15. Dans les circonstances de l’espèce, il n’y a pas lieu de mettre à la charge de M. et Mme F la somme demandée par la région Bourgogne-Franche-Comté au titre de l’article L. 761-1 du code de justice administrative.
DECIDE :
Article 1er : La requête de M. et Mme F est rejetée.
Article 2 : Les conclusions présentées par la région Bourgogne-Franche-Comté sur le fondement de l’article L. 761-1 du code de justice administrative sont rejetées.
Article 3 : Le présent jugement sera notifié à Mme E F, M. D F et à la région Bourgogne-Franche-Comté.

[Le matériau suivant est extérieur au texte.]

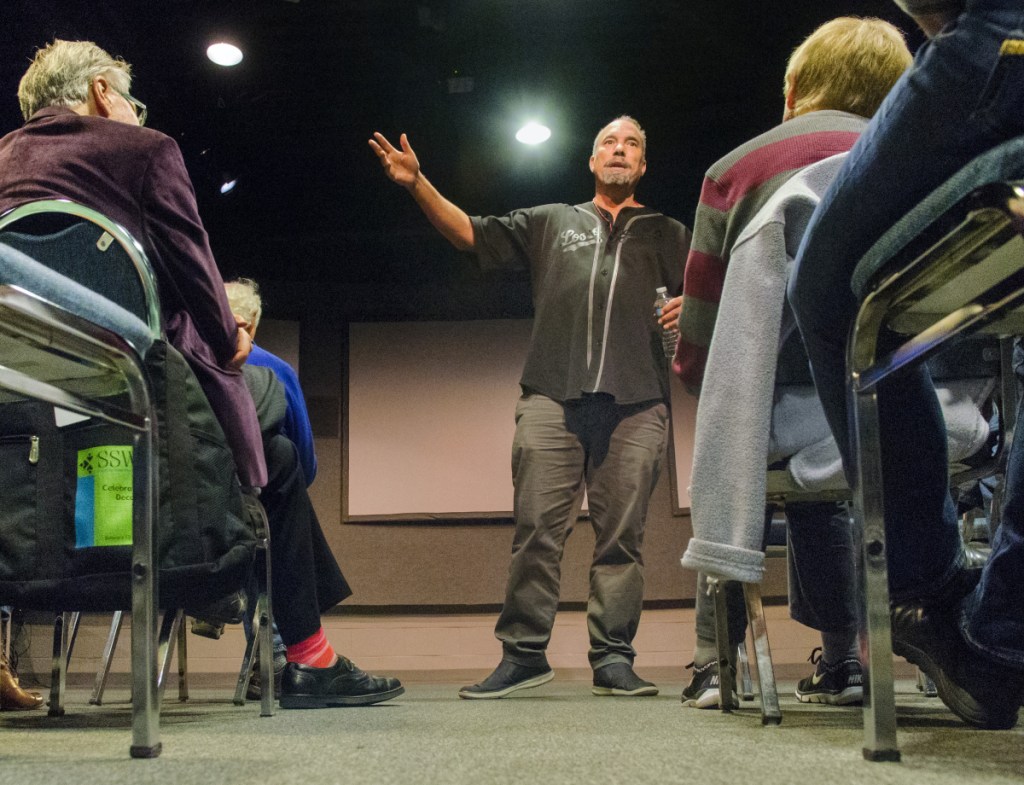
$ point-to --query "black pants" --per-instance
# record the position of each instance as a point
(305, 577)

Délibéré après l’audience du 2 mai 2023, à laquelle siégeaient :
— Thierry Trottier, président,
— Fabienne Guitard, première conseillère
— Natacha Diebold, première conseillère.
Rendu public par mise à disposition au greffe le 23 mai 2023.
La rapporteure,
N.DieboldLe président,
T.Trottier
La greffière,
E. Cartier
La République mande et ordonne au préfet de région Bourgogne-Franche-Comté en ce qui le concerne ou à tous commissaires de justice à ce requis en ce qui concerne les voies de droit commun contre les parties privées, de pourvoir à l’exécution de la présente décision.